“There is no question that this reduced award is still severe, even harsh .... It not only adequately compensates the plaintiffs for the relatively minor harm that Tenenbaum caused them; it sends a strong message that those who exploit peer-to-peer networks to unlawfully download and distribute copyrighted works run the risk of incurring substantial damages awards.’’Judge Gertner’s maths to get to a figure of $22,250 damages for each act of infringement went like this
- statutory damages must bear a reasonable relationship to the actual damages
- the actual damage sustained by plaintiffs was no more than $30
- the benefit to the defendant was in the neighborhood of $1500
- it was permissible to treble the minimum statutory damages due to defendant's wilfulness
However the Boston Globe reports that the Judge Gertner believes that reduction also sends an equally important message that the constitutional protection against grossly excessive punitive awards in civil suits protects not only big corporations but “ordinary people like Joel Tenenbaum’’. Congress, she said, never envisioned that the Digital Theft Deterrence Act of 1999 would expose people like Tenenbaum to huge statutory damages for violating copyright law through illegal file sharing.
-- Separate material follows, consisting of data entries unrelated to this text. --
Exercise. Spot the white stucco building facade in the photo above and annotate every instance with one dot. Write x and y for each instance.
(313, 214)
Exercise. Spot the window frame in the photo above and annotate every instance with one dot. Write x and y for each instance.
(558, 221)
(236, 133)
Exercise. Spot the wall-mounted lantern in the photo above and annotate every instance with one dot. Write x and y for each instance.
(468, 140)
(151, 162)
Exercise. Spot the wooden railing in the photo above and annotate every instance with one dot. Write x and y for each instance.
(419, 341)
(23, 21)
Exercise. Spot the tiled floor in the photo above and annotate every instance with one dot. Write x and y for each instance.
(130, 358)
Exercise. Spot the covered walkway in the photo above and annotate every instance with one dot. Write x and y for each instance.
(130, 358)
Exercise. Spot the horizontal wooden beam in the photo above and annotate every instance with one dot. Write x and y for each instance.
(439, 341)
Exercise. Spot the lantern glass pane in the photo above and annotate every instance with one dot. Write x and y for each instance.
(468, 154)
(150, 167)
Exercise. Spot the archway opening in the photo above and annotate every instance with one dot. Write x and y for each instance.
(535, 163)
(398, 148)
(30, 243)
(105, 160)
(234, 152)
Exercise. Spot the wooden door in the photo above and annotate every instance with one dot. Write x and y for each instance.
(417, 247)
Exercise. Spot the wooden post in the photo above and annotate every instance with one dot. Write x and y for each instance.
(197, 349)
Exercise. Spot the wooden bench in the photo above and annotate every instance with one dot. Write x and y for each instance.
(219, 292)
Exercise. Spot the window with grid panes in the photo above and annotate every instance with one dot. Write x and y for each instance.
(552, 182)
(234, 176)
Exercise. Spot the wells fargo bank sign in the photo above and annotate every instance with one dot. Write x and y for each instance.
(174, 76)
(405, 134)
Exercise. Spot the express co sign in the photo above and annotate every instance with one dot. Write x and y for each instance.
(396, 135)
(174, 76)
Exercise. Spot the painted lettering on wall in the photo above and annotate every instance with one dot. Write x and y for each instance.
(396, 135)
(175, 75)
The major label’s trade body, Recording Industry Association of America (RIAA) issued a statement saying, “With this decision, the court has substituted its judgment for that of 10 jurors as well as Congress’’ saying that it would “contest this ruling’’.
Judge Gertner’s decision to reduce jury damages mirrors that in the case against Minnesota single mum, Jammie Thomas-Rasset who faced a jury award of $1.9 million. Earlier this year, the judge in that case reduced a jury award of $1.9 million in favour of the recorded music industry to $54,000 in her second trial, and the industry offered to settle the case with her for $25,000. However, Thomas-Rasset rejected the settlement, and the case is now poised to go to trial for a third time. Whether Tenenbaum decides to appeal is open – his lawyer, Havard law professor Charles Nesson said he is inclined to appeal the $67,500 award as still unconstitutionally excessive to the First Circuit Court of Appeals but must speak first with his client. Tenenbaum to reporters he had not read the decision and whilst he welcomed any reduction but he could not afford $67,500 either.